No: el culpable era Putin. No tenía el menor sentido, porque Rusia salía enormemente perjudicada y el gasoducto era, al menos en parte, suyo. De haber querido dejar a Alemania y a toda Europa sin ese gas, le hubiera bastado con cerrar el grifo. Y, sin embargo, esa fue la versión oficial, la obligatoria. Cuando, al cabo, fue difícil sostener una historia tan retorcida de falsa bandera se recurrió a otra aún más increíble: unos cuantos ucranianos descontrolados que actuaron por su cuenta y riesgo. No sé qué es peor.
Este año pasado, en noviembre, tuvimos el desastre de la gota fría en Valencia, con centenares de muertos en la contabilidad oficial y daños materiales dignos de una guerra de los que aún no se ha recuperado la zona. Esta vez, los culpables oficiales fueron inmediatamente identificados: el Cambio Climático como causa del desastre natural, y el presidente valenciano Carlos Mazón como responsable de la catastrófica respuesta. Eso, aunque la gota fría sea en la región un fenómeno recurrente del que se tienen registros mucho antes de que el ser humano pudiera responsabilizarse de cambio climático alguno, y aunque todo apunta más bien contra las medidas ‘verdes’ del gobierno. Da igual, no es lo que está pensando.
Y ahora, el 28 de abril de 2025, hemos tenido el apagón nacional más prolongado que recuerdo en más de 60 años de vida.
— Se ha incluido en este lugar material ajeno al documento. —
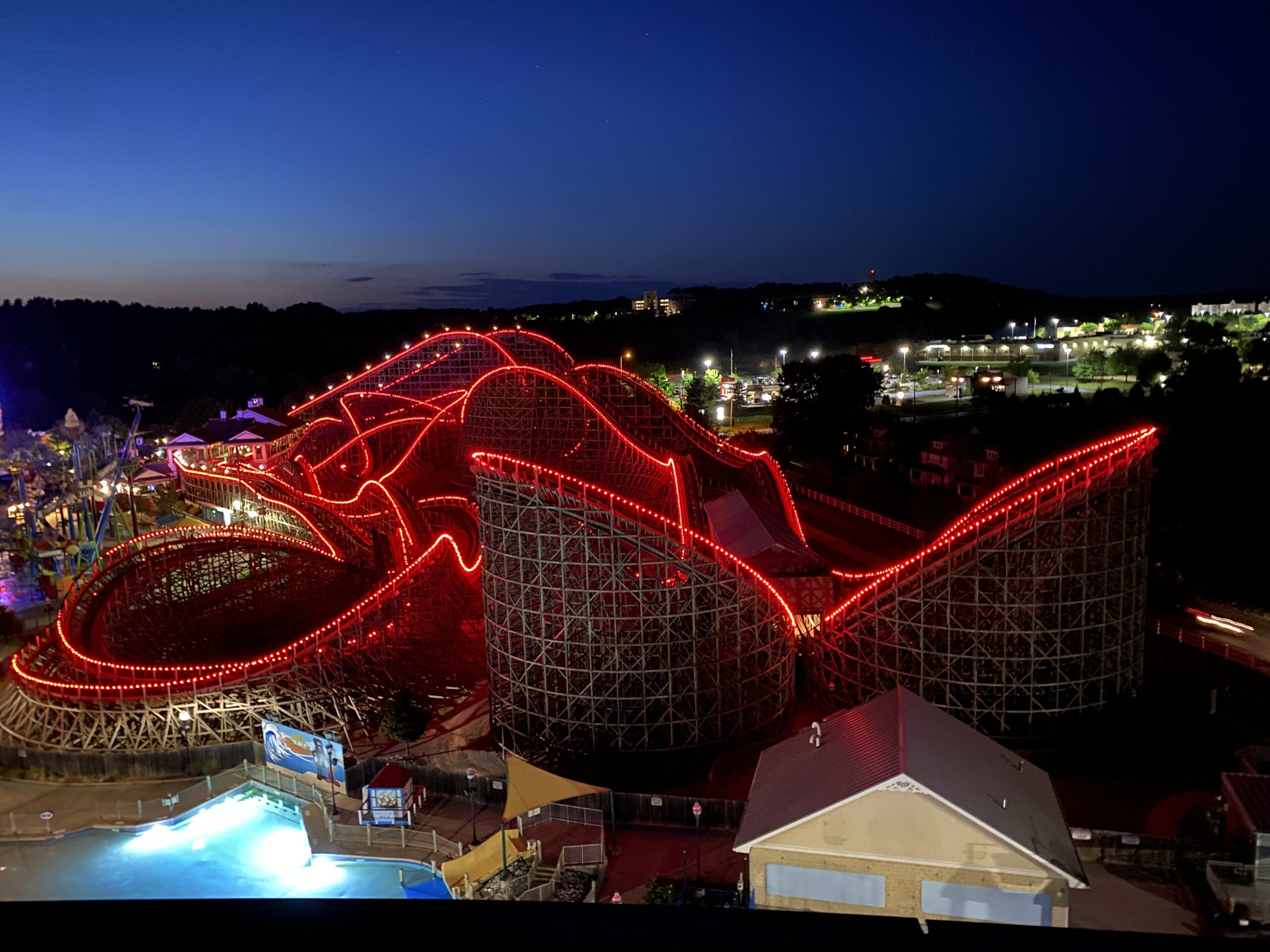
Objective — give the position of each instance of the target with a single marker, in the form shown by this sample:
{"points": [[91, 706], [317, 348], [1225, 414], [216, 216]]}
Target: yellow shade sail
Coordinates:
{"points": [[483, 861], [529, 787]]}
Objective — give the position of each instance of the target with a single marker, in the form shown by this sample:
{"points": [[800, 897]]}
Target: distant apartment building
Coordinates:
{"points": [[252, 436], [955, 461], [877, 451], [652, 301], [1230, 307]]}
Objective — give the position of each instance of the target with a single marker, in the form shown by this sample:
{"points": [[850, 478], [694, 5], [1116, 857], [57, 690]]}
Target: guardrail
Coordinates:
{"points": [[1214, 647], [860, 512], [369, 834]]}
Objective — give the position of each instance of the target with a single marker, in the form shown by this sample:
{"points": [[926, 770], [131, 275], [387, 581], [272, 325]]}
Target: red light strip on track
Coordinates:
{"points": [[713, 440], [676, 476], [482, 457], [963, 526], [218, 672], [429, 342]]}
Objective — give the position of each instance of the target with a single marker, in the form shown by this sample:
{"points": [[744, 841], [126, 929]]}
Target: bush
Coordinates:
{"points": [[658, 894], [10, 626]]}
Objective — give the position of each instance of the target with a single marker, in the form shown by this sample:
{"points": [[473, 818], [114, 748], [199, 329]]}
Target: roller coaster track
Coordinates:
{"points": [[378, 488]]}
Una vez más, el gobierno, al cierre de este texto, aún desconoce las causas del desastre tercermundista, ya sean la guerra no provocada de Putin, el cambio climático o la ultraderecha. Lo único que sabemos, lo único que se nos asegura con la misma certeza con que se nos decía solo unas semanas atrás que no existía riesgo alguno de apagón (menudo bulo), es que no tiene nada que ver con la enloquecida política energética de volar centrales térmicas y nucleares y presas en obediencia a la agenda verde. Como cualquiera hubiera podido –equivocadamente, claro– suponer.